After penning a number of stories toeing the Democratic line on a variety of issues, Washington Post reporter Shailagh Murray decided to make it official: the Post announced Friday that she has taken a job in the office of Vice President Joe Biden.
Murray marks the 18th journalist to move from a reporting position to a post in Democratic politics or vice versa since President Obama took office. The revolving door between journalism and the Democratic Party underscores the extent to which the ideologies of each overlap.
The bias dossier on Murray is thinner than, say, Katie Couric's, but contains a number of telling items. Let's review a few of the highlights.
Just last month Murray labeled GOP budget cuts "drastic" and "painful" - while giving Republicans a single paragraph to defend them, next to six paragraphs of Democrats' attacks - even as WaPo hailed the Obama budget's "cautious trades."
Murray has also been quick to write of the unpopularity of Obama's economic policies to failures in "messaging" - a popular tactic among White House officials and congressional Democrats who simply cannot comprehend that Americans are not fans of their schemes. Murray shares that confusion, apparently. "How can nearly $1 trillion flush through the U.S. economy, with tangible results, and still leave voters dubious?" she wrote of the stimulus.

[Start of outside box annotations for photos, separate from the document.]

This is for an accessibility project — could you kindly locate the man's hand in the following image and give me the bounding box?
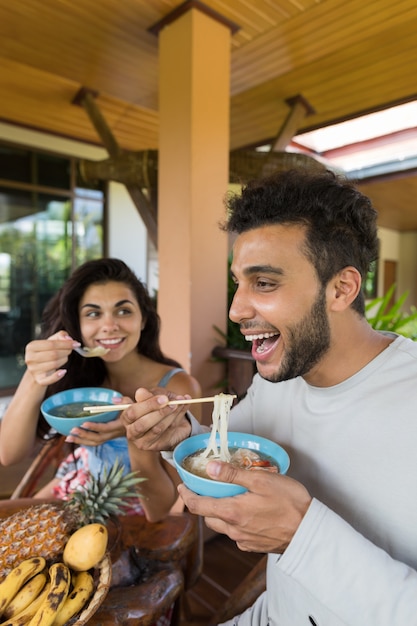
[121,388,191,451]
[178,461,311,554]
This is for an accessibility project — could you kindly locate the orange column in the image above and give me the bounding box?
[158,8,231,420]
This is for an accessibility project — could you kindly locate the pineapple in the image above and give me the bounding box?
[0,462,146,579]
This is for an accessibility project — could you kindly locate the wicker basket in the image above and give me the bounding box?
[68,554,112,626]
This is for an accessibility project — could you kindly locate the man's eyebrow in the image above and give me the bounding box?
[239,265,284,276]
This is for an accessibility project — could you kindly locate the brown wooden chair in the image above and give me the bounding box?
[206,555,267,626]
[10,437,204,626]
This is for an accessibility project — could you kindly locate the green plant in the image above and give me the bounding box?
[365,284,417,341]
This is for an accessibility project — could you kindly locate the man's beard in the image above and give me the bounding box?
[259,287,330,383]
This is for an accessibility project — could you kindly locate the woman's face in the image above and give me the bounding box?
[79,281,145,362]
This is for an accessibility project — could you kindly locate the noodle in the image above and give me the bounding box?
[201,393,234,462]
[182,393,279,478]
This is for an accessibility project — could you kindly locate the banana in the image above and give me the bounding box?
[28,563,71,626]
[0,556,46,615]
[53,572,94,626]
[3,572,47,620]
[0,582,51,626]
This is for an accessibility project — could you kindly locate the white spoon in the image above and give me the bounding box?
[74,346,110,358]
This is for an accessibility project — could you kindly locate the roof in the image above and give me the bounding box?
[0,0,417,230]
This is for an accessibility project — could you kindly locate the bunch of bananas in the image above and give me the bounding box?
[0,557,94,626]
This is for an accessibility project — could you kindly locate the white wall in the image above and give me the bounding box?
[0,123,148,282]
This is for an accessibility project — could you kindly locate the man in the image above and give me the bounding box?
[123,171,417,626]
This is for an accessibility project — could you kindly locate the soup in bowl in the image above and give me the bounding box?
[173,432,290,498]
[41,387,122,435]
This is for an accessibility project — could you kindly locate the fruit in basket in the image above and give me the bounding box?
[53,572,94,626]
[63,524,108,572]
[0,556,46,615]
[0,463,146,581]
[2,572,47,619]
[28,563,71,626]
[1,582,51,626]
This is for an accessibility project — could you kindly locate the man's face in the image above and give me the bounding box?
[229,225,330,382]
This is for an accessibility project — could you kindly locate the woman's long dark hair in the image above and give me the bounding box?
[39,258,181,435]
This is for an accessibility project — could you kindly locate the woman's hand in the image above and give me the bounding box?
[25,330,80,387]
[66,396,132,446]
[66,416,126,446]
[121,388,191,450]
[178,461,311,554]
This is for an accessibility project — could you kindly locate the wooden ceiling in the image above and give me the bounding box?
[0,0,417,230]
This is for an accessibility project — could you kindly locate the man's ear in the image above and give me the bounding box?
[329,266,362,311]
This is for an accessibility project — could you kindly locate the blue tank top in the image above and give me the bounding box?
[85,367,185,477]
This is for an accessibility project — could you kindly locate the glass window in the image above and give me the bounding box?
[0,146,105,395]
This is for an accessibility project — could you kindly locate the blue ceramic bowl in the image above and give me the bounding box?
[173,432,290,498]
[41,387,122,435]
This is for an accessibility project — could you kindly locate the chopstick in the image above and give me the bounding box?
[83,394,237,413]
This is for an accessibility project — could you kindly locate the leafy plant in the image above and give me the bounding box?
[365,283,417,341]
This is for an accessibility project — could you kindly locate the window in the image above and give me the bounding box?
[0,145,105,395]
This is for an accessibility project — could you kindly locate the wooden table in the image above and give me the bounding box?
[0,498,199,626]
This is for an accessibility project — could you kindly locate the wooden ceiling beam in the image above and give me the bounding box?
[269,95,315,152]
[73,87,158,249]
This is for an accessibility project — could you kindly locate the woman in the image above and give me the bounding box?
[0,259,201,521]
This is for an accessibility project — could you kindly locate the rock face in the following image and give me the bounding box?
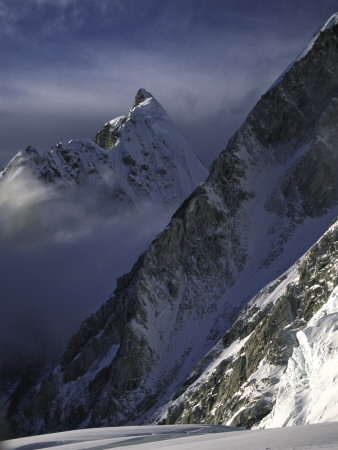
[0,89,207,221]
[162,220,338,427]
[95,89,207,205]
[5,16,338,434]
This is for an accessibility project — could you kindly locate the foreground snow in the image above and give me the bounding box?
[3,422,338,450]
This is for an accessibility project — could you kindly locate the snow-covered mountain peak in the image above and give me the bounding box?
[320,12,338,31]
[132,88,154,109]
[95,89,207,206]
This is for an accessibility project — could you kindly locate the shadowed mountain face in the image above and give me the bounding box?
[3,20,338,434]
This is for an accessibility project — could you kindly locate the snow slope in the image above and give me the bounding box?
[0,423,338,450]
[260,284,338,428]
[4,17,338,435]
[0,90,207,400]
[158,220,338,427]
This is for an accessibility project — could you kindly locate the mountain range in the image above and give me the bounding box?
[0,15,338,436]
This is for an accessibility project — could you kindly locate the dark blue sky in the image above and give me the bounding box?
[0,0,338,165]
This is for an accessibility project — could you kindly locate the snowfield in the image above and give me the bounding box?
[0,422,338,450]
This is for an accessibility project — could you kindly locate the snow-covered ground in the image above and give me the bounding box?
[0,422,338,450]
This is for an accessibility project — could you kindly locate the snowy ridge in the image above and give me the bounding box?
[5,16,338,433]
[96,89,207,205]
[270,13,338,89]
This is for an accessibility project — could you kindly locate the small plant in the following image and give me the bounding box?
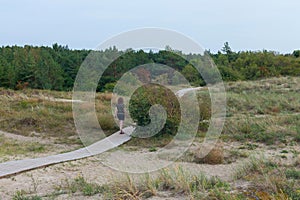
[285,169,300,179]
[149,147,157,152]
[12,190,42,200]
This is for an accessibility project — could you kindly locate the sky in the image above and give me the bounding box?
[0,0,300,53]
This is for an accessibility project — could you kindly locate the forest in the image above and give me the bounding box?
[0,42,300,91]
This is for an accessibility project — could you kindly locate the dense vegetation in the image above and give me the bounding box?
[0,43,300,91]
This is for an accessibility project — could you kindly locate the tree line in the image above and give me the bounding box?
[0,43,300,91]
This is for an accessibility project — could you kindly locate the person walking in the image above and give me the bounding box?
[115,97,125,134]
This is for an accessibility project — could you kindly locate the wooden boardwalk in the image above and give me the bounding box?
[0,127,134,178]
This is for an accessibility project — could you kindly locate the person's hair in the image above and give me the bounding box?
[118,97,124,104]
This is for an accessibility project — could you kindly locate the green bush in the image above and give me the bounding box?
[129,84,181,135]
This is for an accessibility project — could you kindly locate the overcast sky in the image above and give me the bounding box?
[0,0,300,53]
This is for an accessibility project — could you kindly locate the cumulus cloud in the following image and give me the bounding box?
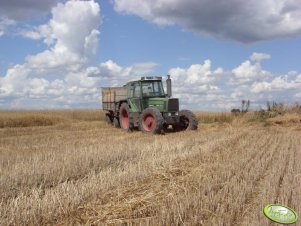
[114,0,301,43]
[0,0,61,21]
[26,1,101,70]
[0,50,301,111]
[0,16,15,37]
[0,0,101,108]
[169,53,301,111]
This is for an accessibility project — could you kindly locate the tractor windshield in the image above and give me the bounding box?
[142,81,165,97]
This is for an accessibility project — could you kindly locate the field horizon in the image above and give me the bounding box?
[0,109,301,225]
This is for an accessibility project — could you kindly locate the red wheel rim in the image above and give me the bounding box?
[120,109,129,129]
[181,117,189,130]
[142,115,156,132]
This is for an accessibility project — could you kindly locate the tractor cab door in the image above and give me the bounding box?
[128,82,142,112]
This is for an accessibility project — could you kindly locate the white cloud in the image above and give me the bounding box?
[24,1,101,70]
[0,0,101,108]
[0,16,16,37]
[250,53,271,61]
[0,0,61,21]
[231,60,271,84]
[114,0,301,42]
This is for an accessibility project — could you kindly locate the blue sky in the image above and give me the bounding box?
[0,0,301,111]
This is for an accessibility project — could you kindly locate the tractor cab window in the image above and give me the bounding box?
[142,81,165,97]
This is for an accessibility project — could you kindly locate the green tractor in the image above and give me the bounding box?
[102,75,198,134]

Vice President Biden has been the administration's point man on touting the supposed successes of various economic policies, so it seems Murray will fit right in.
Murray has done more than simply wonder how various White House policies could be so unpopular; on one occasion she even proactively lauded the president's unpopular stance on school choice, calling his move to kill the popular Washington DC school voucher program a "middle way on a contentious issue."